Cuba’s rebel rap roars for ‘revolution within the revolution’
Cuba's rebel rap roars for 'revolution within the revolution'
by Laura Bonilla Sun Jan 14, 6:29 PM ET
BARRERAS, Cuba (AFP) – Backed by a modest home recording studio,
Humberto Cabrera has joined Cuba's rappers who rhyme and roar for change
in a country whose communist regime usually quiets dissent.
Hip-hop artists have some of the most critical voices on the island, and
many flock to Cabrera's home in Barreras, a hushed town outside Havana,
to record their plight and pleas for a better life.
One song complains about harsh life in Havana, "where there is no hope,
from where the savvy leave."
"We try to talk about the reality of a Cuban's life in our songs, what
happens to us in the street," Cabrera, 23, told AFP.
Cabrera, whose stage name is "Papa Humbertico" (Daddy Little Humberto),
formed the rap duo Mano Armada (Armed Hand) with Yoandy Gonzalez, "El
Discipulo" (The Disciple).
One of their songs, "Revolution within the Revolution," talks about the
need for "things to change" and for "life to improve" in Cuba, which has
been led by
Fidel Castro's regime since 1959.
The duo talks about their ideas in a short documentary they made with a
"We have lived under the same political doctrine for a long time and
changes are still lacking," Gonzalez says in the recording.
"There is a need for young leaders, young ideas," he says. "We don't
want the Americans to come take charge here and privatize things. We
want everything the way it is but with new ideas."
The walls of Cabrera's studio are splashed with graffiti. He records on
a computer, copies onto discs and distributes homemade demos by hand.
Hip-hop made its way to Cuba in the 1980s over radio broadcasts from
Florida, less than 160 kilometers (100 miles) north of the Caribbean island.
Today, there are about 500 rap groups in Cuba that sing about racism,
the people who flee the island seeking a better life and everyday problems.
Only a handful who abide by certain political and aesthetic requirements
receive help from the Cuban Rap Agency (ACR), which the government
created in 2002.
Edgar Gonzalez, 22, and known as "Edgaro" cooperates with the agency and
said there are different concepts for being "anti-establishment."
"To point to a problem resolves nothing," said Gonzalez, whose group is
named "Doble Filo" (Double Edged).
"Rap owes it to the people to go beyond what they already know," he
said, adding that rappers should offer solutions.
"Armed Hand," despite lacking a medium to promote their music like most
Cuban rappers, is not interested in joining the rap agency because they
want their music to be "from the street" and not "institutional."
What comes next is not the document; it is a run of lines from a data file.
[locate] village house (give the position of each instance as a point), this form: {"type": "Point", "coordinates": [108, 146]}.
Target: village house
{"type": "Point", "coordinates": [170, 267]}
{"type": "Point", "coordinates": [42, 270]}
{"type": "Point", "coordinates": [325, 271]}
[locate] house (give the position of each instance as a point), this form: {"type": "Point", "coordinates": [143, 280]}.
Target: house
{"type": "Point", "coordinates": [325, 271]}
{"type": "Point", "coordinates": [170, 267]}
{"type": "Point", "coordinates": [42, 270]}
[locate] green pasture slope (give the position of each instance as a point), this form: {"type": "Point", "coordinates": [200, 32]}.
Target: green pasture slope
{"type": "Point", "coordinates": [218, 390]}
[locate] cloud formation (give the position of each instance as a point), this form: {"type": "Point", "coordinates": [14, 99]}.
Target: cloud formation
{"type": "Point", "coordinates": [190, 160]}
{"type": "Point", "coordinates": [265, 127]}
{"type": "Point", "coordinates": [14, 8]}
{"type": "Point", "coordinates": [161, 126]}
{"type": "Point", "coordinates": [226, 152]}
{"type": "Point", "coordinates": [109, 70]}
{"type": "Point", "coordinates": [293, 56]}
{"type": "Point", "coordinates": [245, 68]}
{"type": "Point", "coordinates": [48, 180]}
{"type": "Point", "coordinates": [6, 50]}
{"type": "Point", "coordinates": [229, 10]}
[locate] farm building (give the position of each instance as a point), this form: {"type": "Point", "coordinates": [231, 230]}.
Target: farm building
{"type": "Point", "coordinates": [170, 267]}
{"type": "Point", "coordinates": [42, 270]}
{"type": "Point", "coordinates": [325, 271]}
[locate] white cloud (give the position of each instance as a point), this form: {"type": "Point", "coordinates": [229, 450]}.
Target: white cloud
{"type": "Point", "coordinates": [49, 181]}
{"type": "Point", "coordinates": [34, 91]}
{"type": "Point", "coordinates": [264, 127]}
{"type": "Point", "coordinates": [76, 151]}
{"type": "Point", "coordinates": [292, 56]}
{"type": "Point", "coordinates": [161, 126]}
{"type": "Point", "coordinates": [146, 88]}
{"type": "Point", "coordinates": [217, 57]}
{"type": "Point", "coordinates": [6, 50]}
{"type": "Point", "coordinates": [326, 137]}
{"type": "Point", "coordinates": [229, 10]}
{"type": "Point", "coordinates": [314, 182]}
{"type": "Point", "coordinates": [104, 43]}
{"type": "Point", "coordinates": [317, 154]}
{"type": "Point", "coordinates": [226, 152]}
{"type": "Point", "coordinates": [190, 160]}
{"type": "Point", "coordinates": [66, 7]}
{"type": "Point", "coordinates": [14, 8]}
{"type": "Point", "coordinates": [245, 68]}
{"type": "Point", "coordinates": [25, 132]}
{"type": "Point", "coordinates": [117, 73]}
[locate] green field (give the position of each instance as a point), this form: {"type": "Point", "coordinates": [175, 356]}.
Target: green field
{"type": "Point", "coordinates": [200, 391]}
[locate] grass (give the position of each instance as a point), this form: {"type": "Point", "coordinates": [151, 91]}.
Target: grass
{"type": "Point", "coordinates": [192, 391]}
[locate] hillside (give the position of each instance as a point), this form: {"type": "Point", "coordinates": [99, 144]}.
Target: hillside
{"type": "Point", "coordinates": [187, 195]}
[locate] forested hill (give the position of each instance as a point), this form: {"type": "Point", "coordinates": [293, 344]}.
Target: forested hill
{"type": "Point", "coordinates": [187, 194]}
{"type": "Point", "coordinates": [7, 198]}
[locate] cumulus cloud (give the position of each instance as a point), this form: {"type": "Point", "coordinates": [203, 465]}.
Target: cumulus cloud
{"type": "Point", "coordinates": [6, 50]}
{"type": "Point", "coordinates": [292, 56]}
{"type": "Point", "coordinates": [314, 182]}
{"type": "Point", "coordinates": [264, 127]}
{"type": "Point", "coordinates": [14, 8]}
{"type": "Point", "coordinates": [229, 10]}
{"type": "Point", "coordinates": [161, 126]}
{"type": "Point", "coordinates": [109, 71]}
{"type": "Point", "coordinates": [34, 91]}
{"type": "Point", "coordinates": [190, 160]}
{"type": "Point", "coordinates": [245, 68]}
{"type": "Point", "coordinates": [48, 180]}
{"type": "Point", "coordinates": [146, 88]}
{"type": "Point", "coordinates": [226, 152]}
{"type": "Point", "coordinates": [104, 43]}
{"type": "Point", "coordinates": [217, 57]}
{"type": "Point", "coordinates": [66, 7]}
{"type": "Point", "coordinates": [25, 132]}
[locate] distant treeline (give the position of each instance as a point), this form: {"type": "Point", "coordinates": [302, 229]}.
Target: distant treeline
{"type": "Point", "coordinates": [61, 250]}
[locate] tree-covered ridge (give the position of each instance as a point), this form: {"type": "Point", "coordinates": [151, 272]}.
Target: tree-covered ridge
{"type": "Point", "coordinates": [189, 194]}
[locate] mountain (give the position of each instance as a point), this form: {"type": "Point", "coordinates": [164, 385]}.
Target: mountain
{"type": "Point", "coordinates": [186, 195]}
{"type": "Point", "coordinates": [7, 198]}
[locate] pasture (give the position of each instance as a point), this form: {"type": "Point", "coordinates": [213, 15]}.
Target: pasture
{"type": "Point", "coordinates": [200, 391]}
"I think I'm one of the rappers heading the black list," said Cabrera,
who wears loose Bermuda shorts and shaves his head clean.
"There are places where we haven't been able to perform because they
know our history," he said. "Radios have told us, 'I can't play you
because they'll kick me out, because it will put me in trouble'."
Cabrera said they were invited to perform in Mexico two years ago. But
two days before their trip, the government lifted their exit visas
without explanation, he said.
Cabrera and Gonzalez are members of Saiz Brothers Association, a branch
of the Culture Ministry for young artists to explore "the most audacious
and revolutionary levels of a vanguard art."
The association promotes "an art within the revolution, completely
within its political beliefs," said Claudia Esposito, one of the
While rap has found a voice in Cuba, it now faces fierce competition
from reggaeton, which mixes rap, reggae and Latin rhythms but whose main
preoccupation is getting people to dance sensually.
"All reggaeton does is make people stupid," Cabrera lamented.